OgolnieTytułem wstępu:
Ta recenzja jest pisana wyłącznie przeze mnie i wyłącznie w oparciu o moje własne i osobiste odczucia,dlatego niektórzy mogą się z pewnymi jej punktami nie zgadzac.
Jestem w posiadaniu oryginalnego vinyla,więc nie ma możliwości wystąpienia uhybień w recenzji związanych z jakością dźwięku
Bede usatysfakcjonowany,jesli ten tekst namówi choć jedna osobę do kupna tej plyty
O Plycie:
Ta płyta skazana była na sukces.Powstała w rok po ukazaniu sie albumu Powerslave i zaraz po morderczej trasie-jednej z najbardziej wyczerpujących w karierze Maiden.

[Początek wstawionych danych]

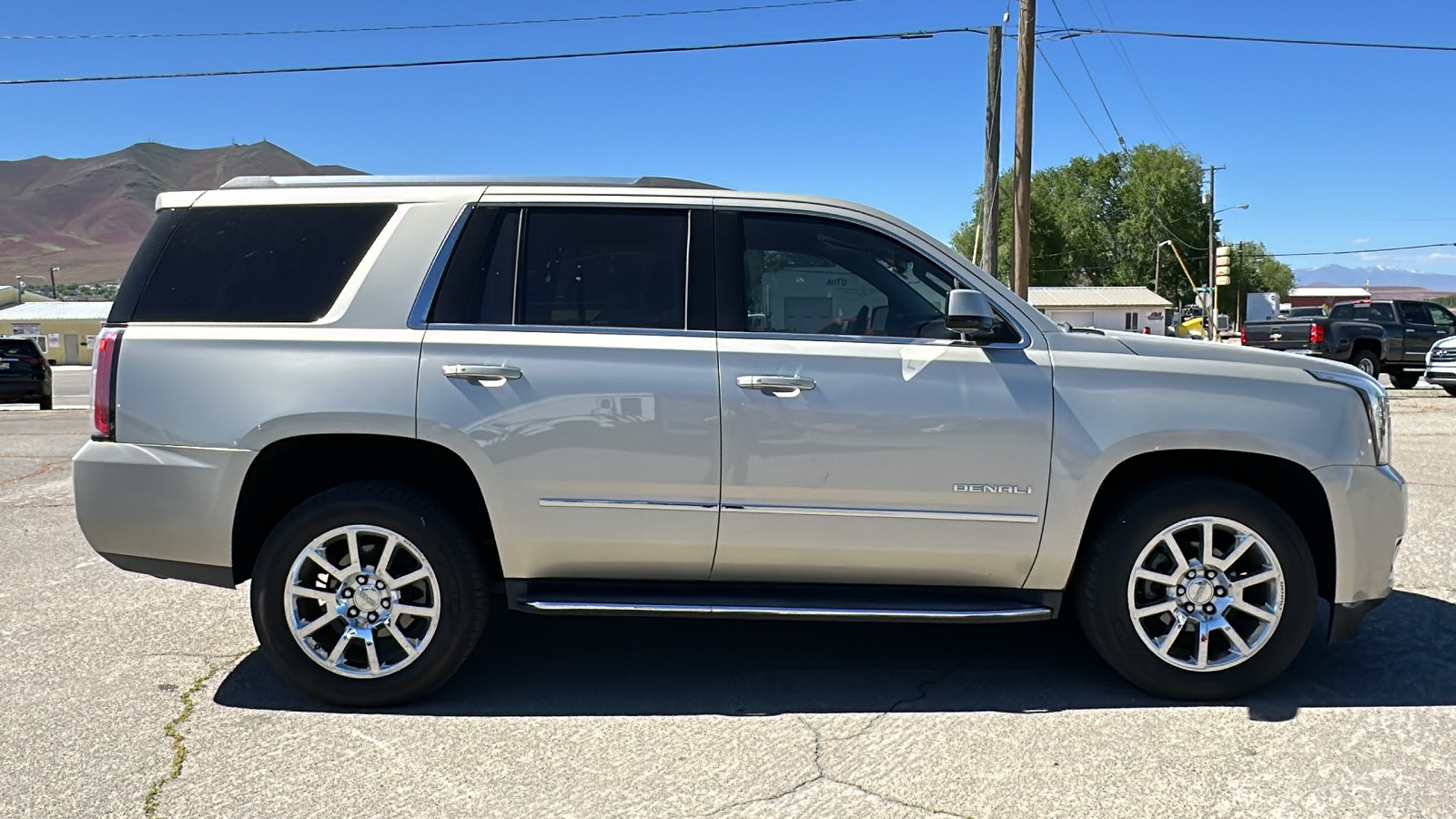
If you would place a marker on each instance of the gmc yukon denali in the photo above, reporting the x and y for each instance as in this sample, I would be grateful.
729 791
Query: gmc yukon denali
385 399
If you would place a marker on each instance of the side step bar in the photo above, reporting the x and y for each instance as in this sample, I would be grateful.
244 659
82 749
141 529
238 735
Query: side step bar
769 601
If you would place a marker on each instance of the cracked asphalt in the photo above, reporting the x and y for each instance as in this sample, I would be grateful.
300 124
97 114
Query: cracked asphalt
574 717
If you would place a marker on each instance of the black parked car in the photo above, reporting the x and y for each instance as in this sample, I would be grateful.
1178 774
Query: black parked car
25 376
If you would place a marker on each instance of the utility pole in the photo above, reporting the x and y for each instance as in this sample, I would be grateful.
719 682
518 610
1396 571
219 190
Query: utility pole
1210 319
990 193
1021 196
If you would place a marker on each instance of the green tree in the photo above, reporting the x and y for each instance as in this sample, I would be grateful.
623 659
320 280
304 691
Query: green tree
1097 220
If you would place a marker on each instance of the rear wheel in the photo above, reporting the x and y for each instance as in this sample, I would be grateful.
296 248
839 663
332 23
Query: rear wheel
370 593
1198 589
1368 363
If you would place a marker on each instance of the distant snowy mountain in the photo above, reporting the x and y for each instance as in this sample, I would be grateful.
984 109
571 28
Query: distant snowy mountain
1378 276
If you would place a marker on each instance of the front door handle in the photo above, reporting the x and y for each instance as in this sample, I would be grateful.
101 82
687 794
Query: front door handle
779 387
485 375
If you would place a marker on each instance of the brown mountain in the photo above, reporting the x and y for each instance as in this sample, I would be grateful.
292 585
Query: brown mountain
87 216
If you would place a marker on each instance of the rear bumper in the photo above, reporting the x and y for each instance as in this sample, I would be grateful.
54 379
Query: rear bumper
1368 508
162 511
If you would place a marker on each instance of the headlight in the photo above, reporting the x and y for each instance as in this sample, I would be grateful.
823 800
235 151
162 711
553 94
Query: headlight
1378 409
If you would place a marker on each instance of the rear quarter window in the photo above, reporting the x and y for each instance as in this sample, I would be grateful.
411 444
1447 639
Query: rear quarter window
258 263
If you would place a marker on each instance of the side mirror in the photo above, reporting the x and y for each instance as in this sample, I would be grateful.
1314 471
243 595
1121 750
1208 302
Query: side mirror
970 314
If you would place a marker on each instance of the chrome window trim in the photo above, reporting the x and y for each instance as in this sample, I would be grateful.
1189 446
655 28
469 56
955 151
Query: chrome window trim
1030 612
420 312
572 329
596 503
931 254
902 339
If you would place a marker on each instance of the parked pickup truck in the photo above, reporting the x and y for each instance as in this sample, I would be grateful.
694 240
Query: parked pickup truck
1375 336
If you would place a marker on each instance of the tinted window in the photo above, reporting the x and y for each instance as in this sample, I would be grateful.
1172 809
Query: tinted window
480 281
817 276
603 267
1414 312
259 264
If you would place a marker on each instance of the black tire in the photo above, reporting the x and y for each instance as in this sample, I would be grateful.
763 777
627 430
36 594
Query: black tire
1366 360
1101 592
1404 380
430 528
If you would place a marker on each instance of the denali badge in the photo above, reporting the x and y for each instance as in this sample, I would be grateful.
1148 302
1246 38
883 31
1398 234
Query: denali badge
992 489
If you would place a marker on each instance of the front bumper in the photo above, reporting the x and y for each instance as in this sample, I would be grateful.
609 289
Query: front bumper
1368 508
1441 373
162 511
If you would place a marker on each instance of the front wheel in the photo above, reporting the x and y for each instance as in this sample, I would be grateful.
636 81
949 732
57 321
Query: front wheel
1198 589
368 595
1404 380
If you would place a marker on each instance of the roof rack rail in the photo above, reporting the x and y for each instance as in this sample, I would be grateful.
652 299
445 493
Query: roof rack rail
337 181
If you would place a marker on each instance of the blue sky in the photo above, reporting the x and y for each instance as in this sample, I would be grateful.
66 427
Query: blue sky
1331 147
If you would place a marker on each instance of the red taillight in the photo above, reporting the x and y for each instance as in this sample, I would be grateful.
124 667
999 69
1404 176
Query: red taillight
104 382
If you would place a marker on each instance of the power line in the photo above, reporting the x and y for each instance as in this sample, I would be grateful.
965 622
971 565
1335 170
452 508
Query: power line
1091 79
1075 106
1360 251
1075 33
491 60
434 26
1132 72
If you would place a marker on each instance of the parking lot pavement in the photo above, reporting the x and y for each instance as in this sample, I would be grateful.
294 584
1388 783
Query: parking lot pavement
637 717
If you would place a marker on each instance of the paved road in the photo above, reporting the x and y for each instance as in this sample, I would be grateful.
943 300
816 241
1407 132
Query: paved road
619 717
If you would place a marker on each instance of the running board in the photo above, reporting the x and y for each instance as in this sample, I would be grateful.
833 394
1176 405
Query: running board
769 601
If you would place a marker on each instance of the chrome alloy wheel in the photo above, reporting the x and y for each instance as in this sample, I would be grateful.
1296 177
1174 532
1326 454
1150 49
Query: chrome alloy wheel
361 601
1206 593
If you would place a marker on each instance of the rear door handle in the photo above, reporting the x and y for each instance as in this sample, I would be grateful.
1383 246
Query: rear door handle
779 387
485 375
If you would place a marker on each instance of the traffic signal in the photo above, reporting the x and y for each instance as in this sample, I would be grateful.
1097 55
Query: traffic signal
1220 266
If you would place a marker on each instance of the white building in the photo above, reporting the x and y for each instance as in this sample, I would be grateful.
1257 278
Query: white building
1104 308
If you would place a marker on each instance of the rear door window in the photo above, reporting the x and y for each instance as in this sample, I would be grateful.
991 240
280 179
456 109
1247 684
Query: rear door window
603 267
259 263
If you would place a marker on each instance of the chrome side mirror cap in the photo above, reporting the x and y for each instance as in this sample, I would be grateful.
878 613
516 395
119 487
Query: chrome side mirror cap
970 314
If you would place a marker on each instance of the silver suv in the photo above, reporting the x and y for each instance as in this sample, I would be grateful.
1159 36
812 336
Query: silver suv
386 399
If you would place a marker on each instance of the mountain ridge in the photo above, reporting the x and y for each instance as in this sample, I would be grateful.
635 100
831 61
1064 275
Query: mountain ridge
87 215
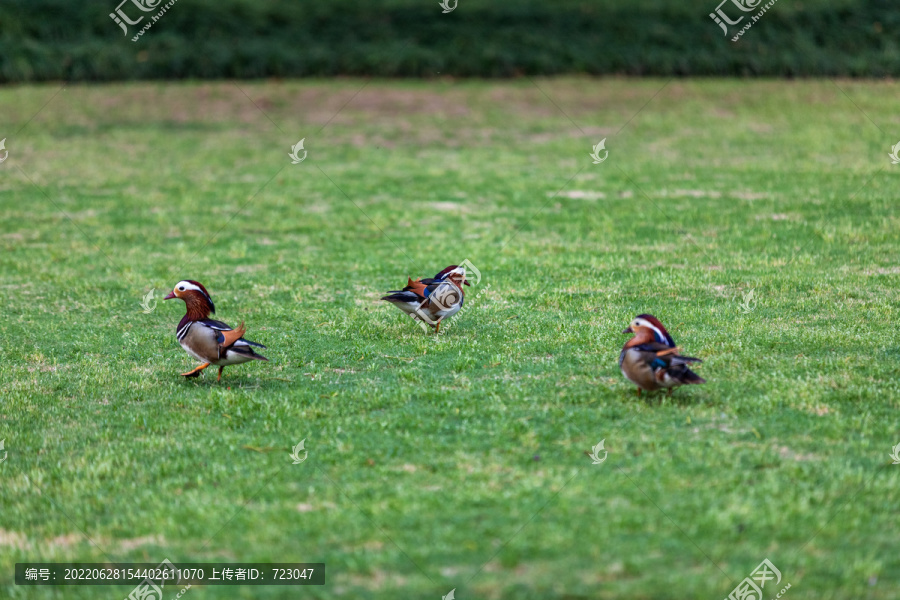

Zespol chcial zrobic sobie przerwę,i aby umilić fanom oczekiwanie na kolejne studyjne dzieło wydali tę płyte.
Z punktu widzenia tamtych czasów album zaskakiwał soczystościa i energia.Zamknąwszy oczy mozna było sie poczuć jak w samym srodku sai Long Beach Area.
Dzisiaj wzbudza zainteresowanie tym,że połowy z obecnych na albumie piosenek nie slyszy sie na obecnych koncertach Maiden,a uslyszenie tych hitów live i to jeszcze w okresie najlepszej dzialalności zespolu jest nie lada przeżyciem.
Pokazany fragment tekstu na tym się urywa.